National Portrait Gallery in London has decided to correct the overlooked contributions of women across the nation’s history through a project to cover more female contributions.

The museum announced a three-year project to increase the number of portraits made by female artists, as well as the number of female sitters in those portraits. According to a recent report, only a quarter of sitters in the portraits owned by the National Portrait Gallery featured women. The number of female artists numbered even less, just 12 per cent.

Flavia Frigeri, the curator who is the brains behind this project, said that there was a “glaring need” for more research into the contributions of women in British history. She said that from contributions to the war effort to research on mushrooms, the range of such contributions could be quite vast. The project will be undertaken in collaboration with Chanel and seek to include women who might have had a significant impact on British history.

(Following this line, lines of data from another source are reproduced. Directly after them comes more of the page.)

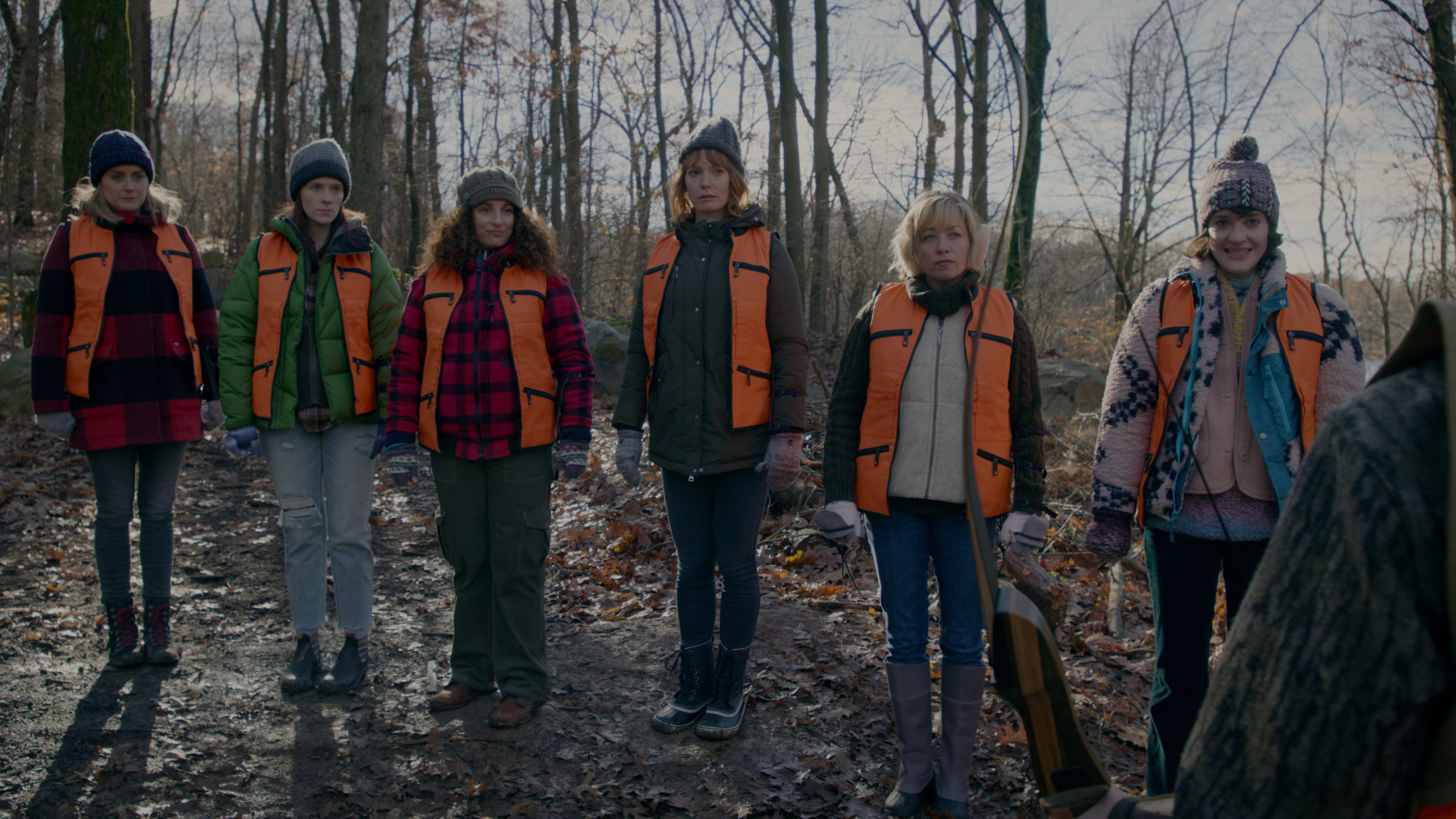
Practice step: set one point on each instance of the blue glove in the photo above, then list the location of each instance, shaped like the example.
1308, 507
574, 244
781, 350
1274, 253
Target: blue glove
244, 441
402, 464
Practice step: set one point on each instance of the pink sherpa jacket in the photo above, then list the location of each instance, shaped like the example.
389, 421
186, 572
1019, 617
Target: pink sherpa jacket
1132, 388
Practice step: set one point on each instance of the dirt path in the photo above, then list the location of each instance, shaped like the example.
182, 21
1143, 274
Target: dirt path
216, 738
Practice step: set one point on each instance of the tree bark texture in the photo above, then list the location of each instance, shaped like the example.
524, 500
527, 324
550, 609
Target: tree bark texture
1026, 207
788, 126
367, 113
98, 59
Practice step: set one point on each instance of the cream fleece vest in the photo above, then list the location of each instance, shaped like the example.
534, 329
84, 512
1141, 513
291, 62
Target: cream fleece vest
931, 439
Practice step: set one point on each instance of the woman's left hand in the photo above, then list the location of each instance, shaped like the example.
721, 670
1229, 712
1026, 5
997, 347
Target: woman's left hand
783, 460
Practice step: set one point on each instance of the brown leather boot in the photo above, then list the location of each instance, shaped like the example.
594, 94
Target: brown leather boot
513, 712
456, 696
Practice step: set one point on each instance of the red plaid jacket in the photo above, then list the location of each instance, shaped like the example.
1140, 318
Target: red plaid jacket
142, 394
478, 411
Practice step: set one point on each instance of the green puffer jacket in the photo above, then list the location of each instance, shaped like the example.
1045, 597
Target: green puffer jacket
691, 404
238, 327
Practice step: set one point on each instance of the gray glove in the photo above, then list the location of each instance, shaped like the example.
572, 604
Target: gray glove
629, 457
212, 416
1024, 530
841, 522
60, 425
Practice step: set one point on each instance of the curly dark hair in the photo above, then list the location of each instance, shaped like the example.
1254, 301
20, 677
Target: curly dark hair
452, 242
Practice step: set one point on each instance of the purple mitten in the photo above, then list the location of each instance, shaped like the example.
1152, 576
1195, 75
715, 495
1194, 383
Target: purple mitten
1110, 535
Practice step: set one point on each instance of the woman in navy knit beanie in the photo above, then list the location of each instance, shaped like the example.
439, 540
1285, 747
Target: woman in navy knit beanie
124, 368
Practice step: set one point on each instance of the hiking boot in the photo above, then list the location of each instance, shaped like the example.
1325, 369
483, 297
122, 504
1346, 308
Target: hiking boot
158, 636
303, 671
695, 667
348, 671
962, 689
724, 715
456, 696
123, 648
513, 712
910, 703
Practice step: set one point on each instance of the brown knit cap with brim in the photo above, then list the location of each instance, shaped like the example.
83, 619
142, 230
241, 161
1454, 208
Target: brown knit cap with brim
496, 183
1238, 181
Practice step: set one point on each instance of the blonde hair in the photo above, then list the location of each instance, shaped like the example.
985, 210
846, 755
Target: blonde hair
161, 203
937, 207
737, 186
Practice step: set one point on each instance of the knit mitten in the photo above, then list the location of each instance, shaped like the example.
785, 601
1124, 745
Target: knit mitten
1110, 535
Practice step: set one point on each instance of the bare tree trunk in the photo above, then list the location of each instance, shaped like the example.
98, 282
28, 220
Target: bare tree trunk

In recent times, there has been a lot of buzz around little-known women who made significant contributions in British history but were overlooked at the time. This includes Georgina Masson (born 1923), the first Black female officer in the British army who served in the West Indian volunteers during World War II. Another name was Noor Inayat Khan, a British radio operator in France during WWII who was also a spy tasked with aiding the French resistance. She was later betrayed and executed by the Nazis. Later, she was awarded the Blue Cross and given a blue plaque in London, the first South Asian-descent woman to be given this honour.